临近时,他右手快速结印,一道幽绿色的灵光缠绕在拳头上。
吴忧身子后仰,那灼人的体温扑面而来,激荡的血流在声势浩大。
可他唯有金骨,金色的光芒绽放,咬紧牙将灵力灌注金三寸小剑,手臂甩动成鞭,将小剑投掷出去。
全力一击却被张焕扭转身体,轻易躲开。
他张开双腿,单手撑地在地上滑行。
“啧!”
还没停下,他便迈腿在地上狂奔,施展术法,击碎吴忧脚下的石板,一只幽绿色的大蛇冲出,张口咬住,将他顶上高空。
“啊——!”
吴忧怒吼,金骨高频闪烁,爆发出强悍的肉身力量,将大蛇的头颅撕破,从高空向张焕坠落,狠狠地捶爆地面。
乱石溅射间,吴忧眼珠转动,如嗜血的猛虎锁定住闪身躲避的张焕,扭转身体,将黑紫神针投掷出去。
“呃——!”
张焕注意到时,神针已经飞到眼球面前,不得已,他眉心闪烁起微弱光芒,扭转了神针的方向。
做完这一切,他捂着心口连连后退,心脏几乎要撞破胸腔跳脱出来。
“臭小子!”
他双手结印,在掌中凝聚出一颗光球,身子后仰抬起左腿,而后腰马合一将其投掷出去。
轰隆——!
速度极快,吴忧无法闪避。
光球砸在身上,《绿萃凝形重岳诀》凝聚而成的护体山岳顷刻崩碎,身体遭受冲撞,倒飞出去,砸穿街道尽头的墙壁。

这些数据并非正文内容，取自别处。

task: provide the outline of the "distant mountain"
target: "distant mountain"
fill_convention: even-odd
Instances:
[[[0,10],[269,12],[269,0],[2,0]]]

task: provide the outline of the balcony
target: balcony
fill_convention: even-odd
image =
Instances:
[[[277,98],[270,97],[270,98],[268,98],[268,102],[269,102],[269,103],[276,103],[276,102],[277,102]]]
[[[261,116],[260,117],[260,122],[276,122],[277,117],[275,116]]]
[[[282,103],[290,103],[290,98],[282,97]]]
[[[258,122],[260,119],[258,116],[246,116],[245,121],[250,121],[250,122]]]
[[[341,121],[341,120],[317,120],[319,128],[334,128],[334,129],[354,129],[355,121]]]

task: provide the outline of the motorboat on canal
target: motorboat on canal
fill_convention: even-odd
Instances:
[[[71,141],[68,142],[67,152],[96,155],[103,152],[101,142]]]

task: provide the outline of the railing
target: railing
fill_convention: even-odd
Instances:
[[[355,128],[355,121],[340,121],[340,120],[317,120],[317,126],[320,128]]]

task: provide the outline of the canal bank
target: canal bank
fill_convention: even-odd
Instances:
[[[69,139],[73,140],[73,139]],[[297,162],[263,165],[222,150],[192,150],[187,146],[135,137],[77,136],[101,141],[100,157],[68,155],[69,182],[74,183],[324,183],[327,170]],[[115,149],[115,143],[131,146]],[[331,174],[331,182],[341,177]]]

“嘁,终究只是个金骨修士,不过还是太轻敌了,险些找了他的道。”
“狡诈的小子。”张焕刚迈步向前走去,却瞪大瞳孔,抬起的脚迟迟没能落地。
“你!”
张焕惊恐地后退。
吴忧身前悬浮着一枚铜铃,自行摇晃叮叮铛铛。
“该死,该死!”
张焕头也不回地逃走,他意识到那是南宫师叔赠予的法宝。
眼见张焕逃走,吴忧扶墙而出,抹去嘴角的鲜血,张嘴喘息着。
一呼一吸间,都充斥着浓烈的血腥味。
张焕逃走没一会儿,一道蓝色的遁光便在吴忧身前化作南宫璇。
她伸手搀扶着吴忧,蹙眉道:“谁打的?”
“张焕师兄。”
既然已经确定就是他,吴忧也没什么好纠结的,自然是选择告知师傅。
“他?”南宫璇不解。
“吴忧,你没事吧!”许念生和姜仁两人急忙跑来。
南宫璇瞧见两人,神色骤变,吴忧当即意识到,身负命格的人就在他们两人中间,伸出手抓住师傅的手腕。
南宫璇对上徒儿的目光,心神一颤。
“我没事,你们先回去,那人是冲我来的。”
许念生不想抛下他不管,被姜仁拉扯着逃离,“我们两个读书人,留在这里只会添乱。”
目送他们回到客栈后,吴忧说道:“师傅,我们也走吧。”
吴忧把她的手腕捏得死死的。
“你……”
“师傅是想要夺取命格对吧。”
“你既然知道,为什么要拦我?”
吴忧甩开她的手,转身面对着面前这个比自己还要高的女人,抬头与之对视。